The electronics sector faces a great challenge in dealing with a large volume of consumer complaints, which can have various origins, from issues such as delivery time to problems with service cancellations. These complaints can negatively impact a company's reputation and affect its ability to retain and attract new customers. Topic modeling becomes fundamental in this context because it can help companies better understand and categorize consumer complaints in an automated way. In this context, this project aimed to compare and evaluate the performance of three popular topic modeling algorithms: LDA, BERTopic, and LSI, in extracting topics from customer complaints on the Brazilian website "Reclame Aqui" and identifying relevant topics. The project used a dataset of approximately twelve thousand customer complaints related to products and services from the major e-commerce platforms in Brazil. The data was preprocessed and used in training and optimizing topic modeling models, and the performance was evaluated based on the average coherence value. The evaluation results showed that the LDA and BERTopic models were able to extract informative topics from the data. In terms of score, BERTopic had the best performance among the models using the average coherence value as a comparison metric. The findings of this project suggest that companies seeking to obtain valuable information related to customer complaints can benefit from the use of topic modeling algorithms, such as LDA and BERTopic, to better understand their customers' concerns and take data-driven actions to improve customer satisfaction.
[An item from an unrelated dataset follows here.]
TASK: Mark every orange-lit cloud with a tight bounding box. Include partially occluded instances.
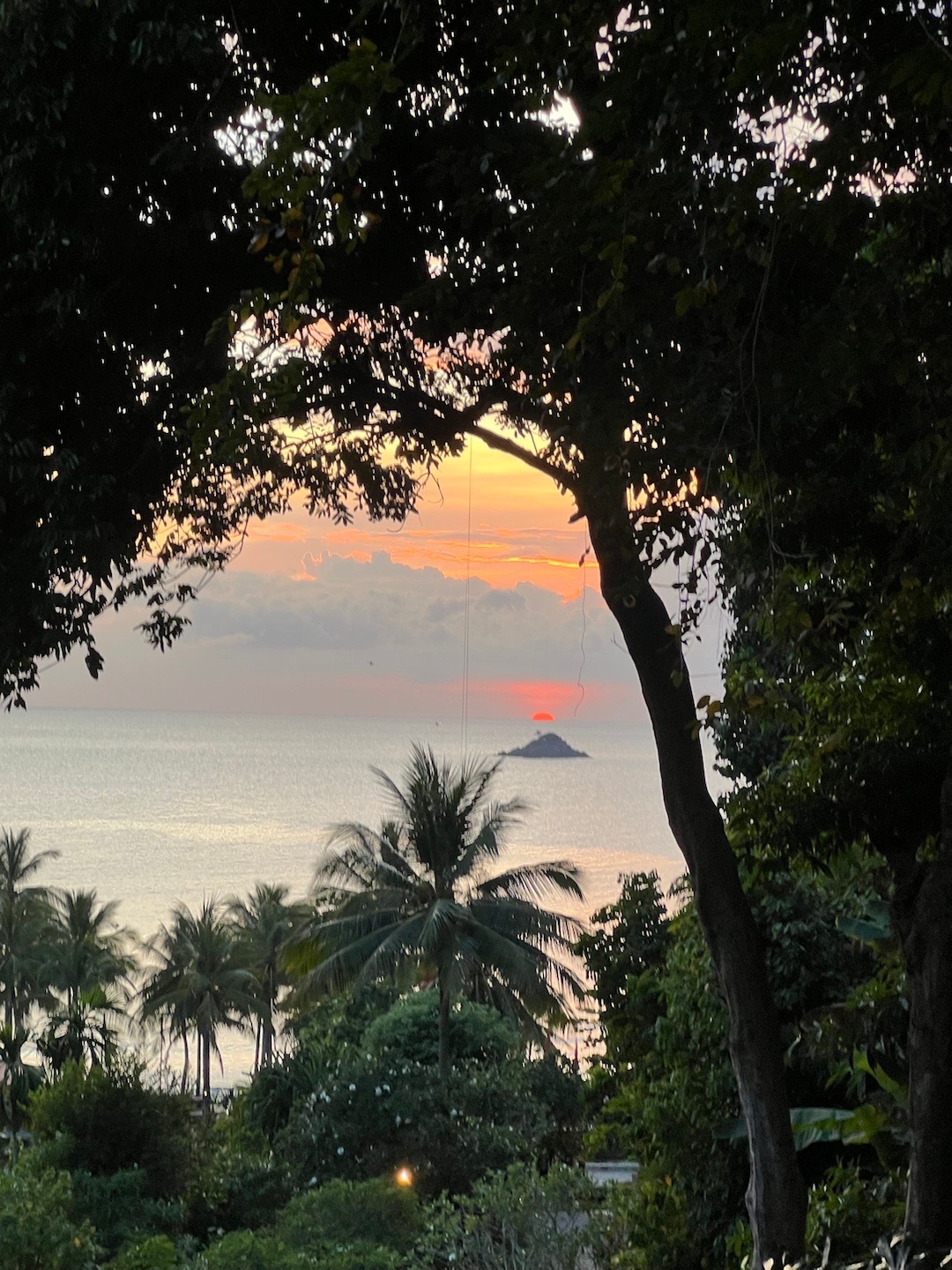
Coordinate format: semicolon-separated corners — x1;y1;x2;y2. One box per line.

Keywords: Transformers; Latent Dirichlet Allocation; Latent Semantic Indexing; BERTopic; Latent Semantic Indexing
LDA - Intertopic Distance map
LDA - Terms relevance in each topic
BERTopic - Intertopic Distance map
BERTopic - Intertopic Distance map
Models comparison (LSI, LDA, and BERTopic) using coherence measure
In conclusion, the present project revealed that topic modeling is a highly effective technique for extracting structured information from large customer complaints data sets. Notably, the BERTopic and LDA models were able to identify the main reasons underlying complaints related to e-commerce in Brazil, highlighting, with relevance, themes relating to problems with credit cards, payments, delays in deliveries, delivery times, and returns, as well as problems arising from direct service with companies. On the other hand, the LSI model demonstrated limitations in separating complaints into topics with precise themes. The analysis of the terms of the generated topics indicated the overlap of many terms, such as "store", "value" and "deadline", in different topics, which suggests the need for further investigation. The results obtained indicate that, by identifying the most common concerns and problems among customers, companies can better understand the reasons underlying customer dissatisfaction and take effective measures to improve their products or services, which, in turn, can lead to better customer relationships and satisfaction. Furthermore, the findings of this study highlight that topic modeling can help companies deal more effectively with customer complaints, balancing the impact on their market value and reputation, and promoting data-driven decision-making to reduce customer attrition and therefore improve the customer experience. In summary, it is expected that the contributions of this study can serve as a basis for the development of future research in the area of topic modeling applied to consumer feedback and for the development of practical solutions that can be used by companies interested in improving the experience of its consumers and that can contribute to future work involving topic modeling in different areas of interest. The LDA and BERTopic models proved to be models with excellent performance in extracting thematic terms from complaints, opening a path of opportunities for new applications. BERTopic offers a wide range of uses such as topic evolution analysis over time and incremental topic modeling, which were not explored in this project and which could bring even better results in understanding the problems present in complaints.